Still, it made for great television. HBO and the NHL certainly will want to do it again next season. In fact, the show is so good that it's a shame that we only get to watch it four times a year instead of all season long. The final show, featuring the actual Winter Classic game, debuts Thursday at 10 p.m.
Most sensible statement
Most people believe Jim Harbaugh will be the NFL coach of the year for taking over a 49ers team that went 6-10 last season and turning them into a Super Bowl contender this season. Then again, there are some who think Packers coach Mike McCarthy should get some consideration even though the Packers are the defending champs. Fox NFL Sunday analyst Jimmy Johnson was having none of it Sunday. Johnson said it's much more difficult to turn a lousy team into a winner than to keep a good team motivated. He should know. He has done both.

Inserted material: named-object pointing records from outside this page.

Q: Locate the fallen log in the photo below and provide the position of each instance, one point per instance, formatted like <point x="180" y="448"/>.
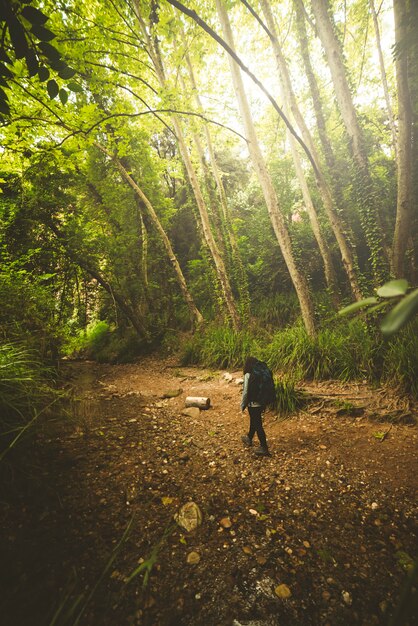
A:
<point x="200" y="402"/>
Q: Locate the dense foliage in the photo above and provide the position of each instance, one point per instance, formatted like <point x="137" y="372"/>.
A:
<point x="134" y="208"/>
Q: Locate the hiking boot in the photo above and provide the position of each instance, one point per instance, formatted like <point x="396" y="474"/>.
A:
<point x="262" y="451"/>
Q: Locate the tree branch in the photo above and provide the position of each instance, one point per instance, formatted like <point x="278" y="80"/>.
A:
<point x="237" y="59"/>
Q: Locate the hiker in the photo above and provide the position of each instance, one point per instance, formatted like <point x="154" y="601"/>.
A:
<point x="253" y="371"/>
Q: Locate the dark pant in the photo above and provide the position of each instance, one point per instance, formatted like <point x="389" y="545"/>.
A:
<point x="256" y="424"/>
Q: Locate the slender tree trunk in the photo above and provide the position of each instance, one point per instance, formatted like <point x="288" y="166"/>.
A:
<point x="237" y="264"/>
<point x="383" y="76"/>
<point x="313" y="85"/>
<point x="195" y="314"/>
<point x="369" y="215"/>
<point x="276" y="217"/>
<point x="291" y="104"/>
<point x="136" y="321"/>
<point x="405" y="134"/>
<point x="221" y="272"/>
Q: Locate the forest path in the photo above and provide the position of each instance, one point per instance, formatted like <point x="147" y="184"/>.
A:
<point x="321" y="532"/>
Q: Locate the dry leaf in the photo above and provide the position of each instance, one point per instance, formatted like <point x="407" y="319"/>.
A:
<point x="282" y="591"/>
<point x="225" y="522"/>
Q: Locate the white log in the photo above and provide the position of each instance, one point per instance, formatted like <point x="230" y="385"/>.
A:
<point x="201" y="403"/>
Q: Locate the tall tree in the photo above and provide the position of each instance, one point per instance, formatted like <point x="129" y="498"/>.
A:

I'm not a big fan of Fox's Michael Strahan as a broadcaster, but he showed a great deal of class Sunday as the Vikings' Jared Allen came one sack short of breaking Strahan's season record of 22 1/2 set in 2002. No one would blame Strahan for wanting to keep the record, but when asked about it during Sunday's Vikings-Bears game, Strahan spoke glowingly of Allen and sounded as if he wouldn't have minded if Allen set a new record. For years, many broadcasters (CBS's Dan Marino quickly comes to mind) have shown grace when their records are broken and it's a very appealing trait. Nice to see Strahan join that club.
Best morning show
Readers often ask how I watch all the NFL morning shows when they air at the same time. I set my DVR to record as much as I can. I wear out a couple of remote controls a season with all my flipping back and forth. But mostly I watch one show until a commercial and then I flip to the next show. When that show becomes boring, I flip to another. Around and around I go.
But recently, I've noticed that while I'm quick to flip away from Fox NFL Sunday or ESPN's Sunday NFL Countdown, I almost never turn away from CBS's NFL Today. I even find myself constantly checking on commercial breaks to make sure I don't miss any of the CBS pregame show.
The NFL Today has finally found its stride with this winning formula: have outstanding host (James Brown) introduce a topic and let the four analysts (Shannon Sharpe, Dan Marino, Bill Cowher and Boomer Esiason) go at it. Everyone gets a chance to talk. They don't talk over one another. There is no horsing around or needless yelling. It's all just good solid football talk. The best part is all four analysts speak with authority, intelligence and credibility.
It has been a stunningly good season for the CBS show and quite the turnaround from just a year or two ago.
Three things that popped into my head
1. There are reports that Jon Gruden will leave the broadcast booth at ESPN to take over the Rams, but I'm not convinced. Based on nothing but my gut instinct, I think that at the start of next season, Gruden still will be with ESPN.
2. Taking into account Steven Stamkos' age and talent, I don't think I would trade him straight up for any other skater in the NHL.
3. After watching last Wednesday's USF-UConn game, I can't tell if USF is better than expected or UConn is worse than expected.